After an appearance at the Grammys earlier this year, where he left empty-handed once again, Cole was noticeably absent from the spotlight. Then we saw him reappear in the thick of Ferguson protests in August.
On “January 28th,” (his birth date), Cole seems to be addressing both music industry politics -- “Don’t give ‘em too much you, don’t let ‘em take control/ If there’s one thing you do, don’t let ‘em taint your soul” -- and also the broader and inherently flawed political system that has been more apparent than usual this year.
It’s difficult not to think about the protests erupting over Michael Brown and Eric Garner’s deaths, as he raps, “What’s the price for a black man life?/ I check the toe tag, not one zero in sight/ I turn the TV on, not one hero in sight/ Unless he dribble or he fiddle with mics.”
There are some moments of lighthearted and relatable nostalgia, like on “Wet Dreamz,” for example, where he delivers an entertaining play-by-play of losing his virginity -- but in general, the picture is a bit starker and full of self-reflection.
On “'03 Adolescence,” he dives into teenage insecurities and recounts a conversation with a neighborhood hustler who shamed him for considering a life in the streets, and emphasized the importance of getting a degree.
The urgency to escape from his hometown Fayetteville and chase his “Hollywood dreams” is front and center on “A Tale Of 2 Citiez,” but later Cole realizes that the higher he climbs, the murkier things can get at the top.
“Apparently” is dripping with guilt, as he apologizes to his mother for being “selfish” and leaving her to deal with foreclosure at his childhood home, 2014 Forest Hills Drive, in North Carolina, while he was having fun in New York.
Earlier this year, Cole returned to that address and purchased the house so he could give other low-income families a chance to have a better life. It’s obvious that this was as important to him as any big career milestone. Maybe bringing the kind of satisfaction that awards shows just can’t promise.
Over a '90s-tinged beat from producer Vinylz on “Fire Squad,” Cole ponders his place in the rap game and seems to both acknowledge and let go of his need for acceptance from the critics, as he raps, “This year I probably go to the awards dapper down/ Watch Iggy win a Grammy as I try to crack a smile/ I’m just playin/ But all good jokes contain true sh–/ Same rope you climb up on they hang you with.”
On the piano-driven “Love Yourz,” he sings on the hook, and openly admits that those dreams he was chasing, full speed ahead, weren’t necessarily as fulfilling as he’d hoped. “Don’t be sleeping on your level because there’s beauty in the struggle n---a,” he raps. “Beauty in the struggle/ Ugliness in the success.”

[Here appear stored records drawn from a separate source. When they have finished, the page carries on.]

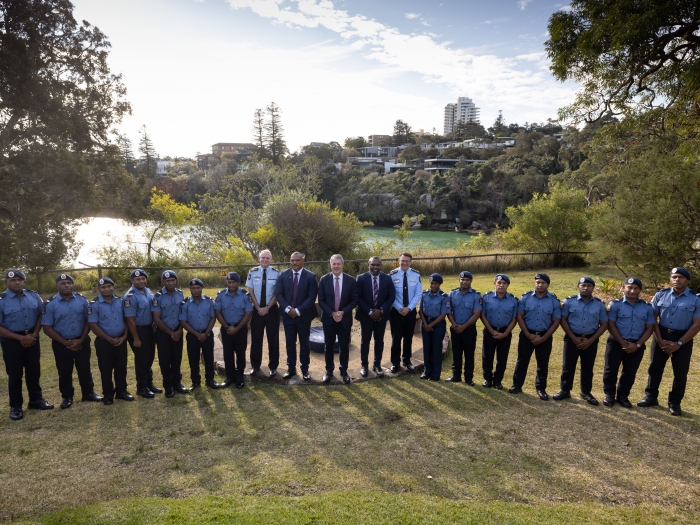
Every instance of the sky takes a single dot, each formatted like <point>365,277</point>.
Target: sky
<point>196,70</point>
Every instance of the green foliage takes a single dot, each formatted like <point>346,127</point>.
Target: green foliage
<point>297,222</point>
<point>555,222</point>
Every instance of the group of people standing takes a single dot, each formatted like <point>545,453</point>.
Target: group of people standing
<point>150,321</point>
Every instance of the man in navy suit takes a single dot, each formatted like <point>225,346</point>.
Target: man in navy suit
<point>375,295</point>
<point>337,296</point>
<point>296,290</point>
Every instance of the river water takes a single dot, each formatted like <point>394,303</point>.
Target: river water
<point>102,231</point>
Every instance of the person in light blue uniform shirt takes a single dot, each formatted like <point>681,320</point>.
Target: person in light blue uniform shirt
<point>20,322</point>
<point>678,312</point>
<point>139,320</point>
<point>499,312</point>
<point>434,307</point>
<point>539,315</point>
<point>261,283</point>
<point>197,316</point>
<point>234,308</point>
<point>106,318</point>
<point>403,312</point>
<point>465,310</point>
<point>166,316</point>
<point>630,323</point>
<point>65,322</point>
<point>584,319</point>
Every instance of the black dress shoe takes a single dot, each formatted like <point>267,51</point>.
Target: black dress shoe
<point>145,392</point>
<point>589,399</point>
<point>126,396</point>
<point>561,395</point>
<point>92,397</point>
<point>648,402</point>
<point>624,402</point>
<point>40,404</point>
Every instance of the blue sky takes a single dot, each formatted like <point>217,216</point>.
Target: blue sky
<point>197,70</point>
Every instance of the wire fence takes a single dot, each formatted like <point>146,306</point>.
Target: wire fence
<point>213,276</point>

“Always gon’ be a whip that’s better than the one you got/ Always gon’ be some clothes that’s fresher than the ones you rock,” he continues. “Always gon’ be a bitch that’s badder out there on the tours, but you ain’t never gon’ be happy till you love yours.”
On this project, Cole opened himself up to collaborate with a few select producers, including Vinylz and DJ Dahi, instead of entirely self-producing, and there are no features, save for a few vocal assists from background singers. The project is still very much representative of his sound and his journey.